Bathing and Relaxation
The Budapest Card was not of much use thus far (other than the travel) but it did include entrance to a spa - St Lukacs Medicinal Baths and Swimming Pool -  something that was very appealing. Budapest is, supposedly, known as a city of spas but nobody had told me, and so I can only assume that it either was, or it just isn't. I came to really enjoy spas ("onsens" and "sentos") while I was in Japan and they are remarkably lovely there, and so I was looking forward to it. Unfortunately, when I got there, I realised that I did not have the appropriate clothing - and this was not a concept I was familiar with. Onsens are designed for bathing, and bathing is done without clothing. I had checked what the situation was in Budapest, or thought I had, and read a few comments, from mainly American women, about how they really do bathe naked. The changing room was not quite as I expected and so I left - what a waste. Maybe at other baths, it would have been OK.

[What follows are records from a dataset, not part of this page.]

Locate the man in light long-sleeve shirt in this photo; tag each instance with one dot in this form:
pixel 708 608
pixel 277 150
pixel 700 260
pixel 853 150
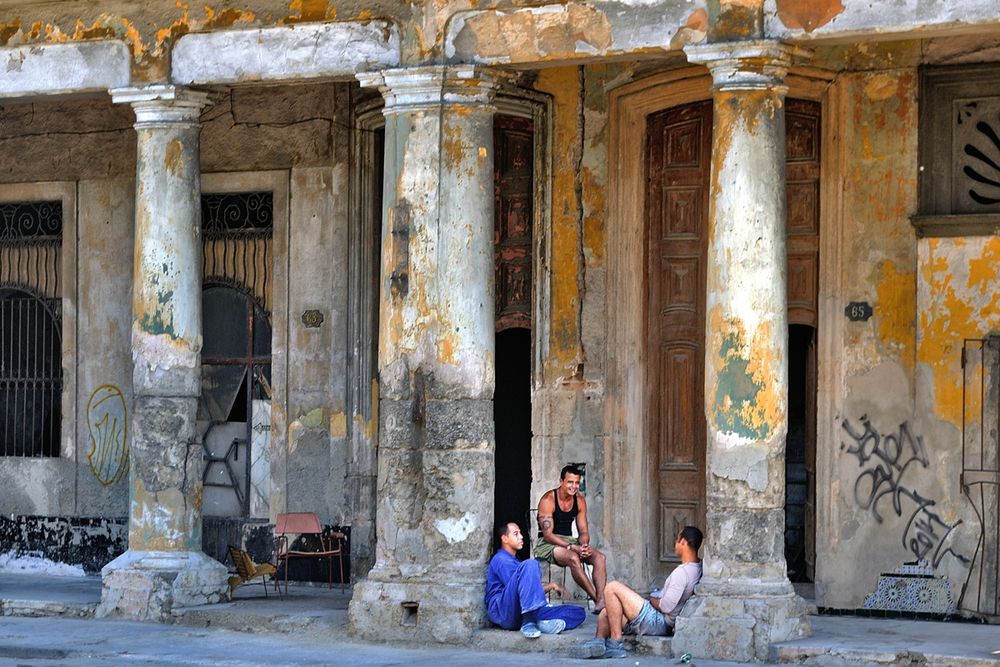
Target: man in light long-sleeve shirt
pixel 627 612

And so, again, what to do next?
Between Buda and Pest, there is a river and also a bit of land called Margaret Island which acts as a relaxation space for locals - and this is connected via two bridges to the main city. There is not bout a great deal there but it is a green space in a city with precious little green space and so is popular. There were plenty of couples (well, I assume they were...) and groups of people lolling about, lazily enjoying the sun and the fountains.

Photos of day 1 are here:
Budapest 2013 day 1 - click for photo album




1. And it is so often a false economy, had I gone with a flight from a decent airport, although the flight would possibly be more expensive, travel to and from the airport would be a lot cheaper, I would not need to stock up on snacks and drinks at airport prices and I would get an actual service.
2. Out of choice in Moscow as a precocious child. My mother asked me what I was doing and I apparently responded that I obviously didn't have glasses in my baby photo so it was better.
3. Well, section of line from Paddington to Farringdon, as it is presently the 150th anniversary of the tube in London, I have been steeping myself in that history including a steam train run along that original path.